修行開始と話の少し進行と、後はいい加減少しばかりお色気シーンもしたいですね。


<Chapter2-6>
<Chapter2-6-1>


 

<Chapter2-6-1>

 

走る、走る、走る。

 

息が切れる回数が減ってきて、それでも尚と走り続ける。

速度を上げる。

荷物を増やして走り続ける。

坂を進む。

 

それでも、掛かる時間は確実に減り続けていて。

だからこそ、丁度いいと言えば丁度いい時期だったのかもしれない。

 

「……早いな。」

「普段に比べれば色々と軽いからね……。」

 

当初の予定より一日早い日。

学校が終わり。

周囲の生徒達がいつも通りに教室で雑談を繰り広げ。

少しばかり遠巻きに、それでいて仲良く話す二人に目線を向けつつどうするのかを問い掛けて。

小さく、それでいてはっきりと首を横に振るのを確認した上で一人で静かに()()した。

もう、自然と建実神社を第二の自宅と思っている自分がいることを否定しきれない中。

用意して貰った、叢雨丸に極めて近い(と言われている)重さの模擬刀を一本背負って部屋を出た。

 

「そういうものか?」

「走るのだけは続けてきてたし、山の探索よりは……かな?」

『にしては楽しそうに走っていなかったか? ご主人。』

 

旅館まで到着するのは、自己ベストより数分遅く。

体力を抑えたという側面があるから特に気にはしない。

なのでムラサメちゃんがボソリと呟いた一言は気にしない。 此方をジトっとした目で見詰めているけど。

 

『遊びではないのだが……まあ、楽しんで学べるのなら良いのかのう。』

 

溜め息までされても困る。

俺としては無視する以外の選択肢がないし。

剣と体力、何方もある程度以上に修めてこその担い手――――なんて考えるには、少しばかり歳を取ったからなのか。

少なくとも何年か前だったらニヤニヤしてる自分がどっかにいた気がする。

 

「ふむ。 まあ良い。 公民館まで行くぞ。」

 

俺を待っていた、と言わんばかりの態度を保っていた祖父ちゃん。

背中には竹刀を入れているのか袋を二つ。

多分俺の分も含んでだろう。

……竹刀での技術も勿論大事だけど、刀を振るだけの筋力も足りてないんだよな。

 

「あ、祖父ちゃん。 一応教えて欲しいんだけど。」

 

そうして移動しようとし始める段階で。

念の為に確認しておこうと思っていたことを問い掛けていなかった、という事実を思い出して口に出す。

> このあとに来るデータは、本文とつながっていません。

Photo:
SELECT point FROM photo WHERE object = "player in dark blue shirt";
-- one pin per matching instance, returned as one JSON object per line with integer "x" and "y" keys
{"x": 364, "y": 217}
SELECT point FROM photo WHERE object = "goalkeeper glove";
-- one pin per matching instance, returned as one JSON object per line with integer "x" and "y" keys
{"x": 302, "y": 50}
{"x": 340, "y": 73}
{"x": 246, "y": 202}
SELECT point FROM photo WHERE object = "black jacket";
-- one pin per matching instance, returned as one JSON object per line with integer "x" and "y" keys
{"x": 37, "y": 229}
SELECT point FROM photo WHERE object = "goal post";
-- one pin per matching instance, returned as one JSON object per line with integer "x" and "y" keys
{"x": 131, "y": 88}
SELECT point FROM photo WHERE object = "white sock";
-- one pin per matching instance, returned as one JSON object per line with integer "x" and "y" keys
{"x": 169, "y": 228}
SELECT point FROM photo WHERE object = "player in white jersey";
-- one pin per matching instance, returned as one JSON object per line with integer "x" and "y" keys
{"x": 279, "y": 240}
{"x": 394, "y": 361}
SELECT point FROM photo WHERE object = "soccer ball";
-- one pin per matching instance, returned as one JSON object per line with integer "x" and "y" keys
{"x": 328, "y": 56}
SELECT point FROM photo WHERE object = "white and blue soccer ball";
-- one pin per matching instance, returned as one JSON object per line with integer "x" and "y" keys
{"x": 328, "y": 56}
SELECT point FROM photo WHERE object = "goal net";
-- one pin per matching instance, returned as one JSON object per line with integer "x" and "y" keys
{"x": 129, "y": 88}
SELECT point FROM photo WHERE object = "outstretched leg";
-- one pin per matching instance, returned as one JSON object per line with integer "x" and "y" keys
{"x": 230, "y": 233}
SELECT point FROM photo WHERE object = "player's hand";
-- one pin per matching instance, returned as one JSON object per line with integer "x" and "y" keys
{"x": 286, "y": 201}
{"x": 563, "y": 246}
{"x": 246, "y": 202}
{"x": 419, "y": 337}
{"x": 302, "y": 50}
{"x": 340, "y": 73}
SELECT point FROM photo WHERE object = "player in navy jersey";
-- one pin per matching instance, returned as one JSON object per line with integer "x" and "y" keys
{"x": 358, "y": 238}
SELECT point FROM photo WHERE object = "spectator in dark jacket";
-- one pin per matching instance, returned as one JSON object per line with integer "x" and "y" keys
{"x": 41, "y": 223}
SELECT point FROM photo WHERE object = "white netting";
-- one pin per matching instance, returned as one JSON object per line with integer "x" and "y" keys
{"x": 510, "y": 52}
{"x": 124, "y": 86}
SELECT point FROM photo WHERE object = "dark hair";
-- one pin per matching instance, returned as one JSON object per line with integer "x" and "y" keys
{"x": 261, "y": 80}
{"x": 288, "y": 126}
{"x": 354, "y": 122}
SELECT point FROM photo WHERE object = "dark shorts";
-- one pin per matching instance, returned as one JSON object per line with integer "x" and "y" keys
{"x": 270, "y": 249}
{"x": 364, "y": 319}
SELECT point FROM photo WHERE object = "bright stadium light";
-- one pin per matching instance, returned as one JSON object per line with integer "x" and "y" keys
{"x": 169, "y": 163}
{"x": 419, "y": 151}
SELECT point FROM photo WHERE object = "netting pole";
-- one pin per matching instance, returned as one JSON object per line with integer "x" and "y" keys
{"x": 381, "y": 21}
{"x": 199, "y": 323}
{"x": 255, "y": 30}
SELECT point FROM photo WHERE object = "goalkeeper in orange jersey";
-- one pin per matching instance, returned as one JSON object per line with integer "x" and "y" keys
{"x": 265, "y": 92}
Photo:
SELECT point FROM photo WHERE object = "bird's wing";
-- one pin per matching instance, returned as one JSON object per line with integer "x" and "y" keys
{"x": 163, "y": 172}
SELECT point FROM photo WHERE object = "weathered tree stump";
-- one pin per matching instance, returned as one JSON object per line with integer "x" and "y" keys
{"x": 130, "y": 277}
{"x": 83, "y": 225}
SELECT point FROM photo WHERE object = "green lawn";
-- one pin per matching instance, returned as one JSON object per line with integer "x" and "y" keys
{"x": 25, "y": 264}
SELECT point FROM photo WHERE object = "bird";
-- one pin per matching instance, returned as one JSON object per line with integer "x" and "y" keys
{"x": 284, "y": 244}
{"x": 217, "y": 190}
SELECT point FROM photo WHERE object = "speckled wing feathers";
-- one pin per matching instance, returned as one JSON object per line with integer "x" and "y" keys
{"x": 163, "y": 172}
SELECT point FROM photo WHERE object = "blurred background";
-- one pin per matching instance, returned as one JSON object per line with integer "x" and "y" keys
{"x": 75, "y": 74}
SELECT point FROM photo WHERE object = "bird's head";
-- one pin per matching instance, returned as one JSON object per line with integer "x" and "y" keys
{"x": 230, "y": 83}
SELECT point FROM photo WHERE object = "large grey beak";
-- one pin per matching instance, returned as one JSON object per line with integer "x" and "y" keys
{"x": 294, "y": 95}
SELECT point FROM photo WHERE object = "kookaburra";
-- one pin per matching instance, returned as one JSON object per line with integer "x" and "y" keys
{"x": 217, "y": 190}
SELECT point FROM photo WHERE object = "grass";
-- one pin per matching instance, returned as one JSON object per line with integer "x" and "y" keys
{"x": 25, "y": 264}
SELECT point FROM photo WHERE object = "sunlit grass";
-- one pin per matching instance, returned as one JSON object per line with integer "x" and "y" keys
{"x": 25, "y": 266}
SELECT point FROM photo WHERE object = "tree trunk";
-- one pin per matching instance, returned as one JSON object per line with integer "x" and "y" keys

足を進めようとしていた祖父ちゃんはその場で向き直る。

 

「何をだ?」

「大雑把でいいんだけど、終わりの時間帯だけ知りたい。 連絡しておけばそれだけでも違うだろうし。」

 

ああ、と呟くのが聞こえた。

思い当たっていなかったのか、気にしていなかったのか。

恐らくは前者だろう。

特に初日だからこそ、全ての始まりになる以上は連絡をしておきたくて。

 

「そうだな、あまり遅くまで残りすぎるのも良くない。 夜の七時頃を目安でどうだ?」

「七時ね……分かった、一寸だけ待って。」

 

携帯電話で簡易に連絡。

その場ですぐに見られなくても、或いは周囲に誰かがいて出られなかったとしても。

メールしておく分には問題ないし、見ないということはないだろうから。

 

『二人も大変だのう……。』

「?」

 

後頭部当たりから肩口位へと浮遊するように移動して覗き込み。

その上で溜息ってどういうことだ、と目線を向ければもう一度溜息。

 

『後で気遣ってやれ。 散々言っておるようにな。』

「そりゃ分かってる。」

 

本当かのう、とか言わないで欲しい。

俺の態度の何が間違ってたのか気になり始める。

 

「連絡は出来たか?」

「あ、うん。」

 

俺の意識が明らかに逸れ始めているのを見咎めてなんだろう。

祖父ちゃんの問い掛けに、確かに小さく頷いた。

 

「良し、ならば時間も有限だ。 まずはどの程度腕が錆びているかから確かめさせて貰うとしよう。」

 

分かった、と呟き。

改めて背を向け、公民館……街中の端の辺りに立つ建物へと向けて歩き出す。

その背中を追いかけるように、小走りで走って追いつき。

 

「宜しくお願いします。」

「ああ。 お前が護りたい相手くらいは護れる程度には鍛え上げてやろう。」

 

そんな、小さな誓いを交わした。

 

――――護りたい相手。

それが誰か、はっきりとは口にせずに。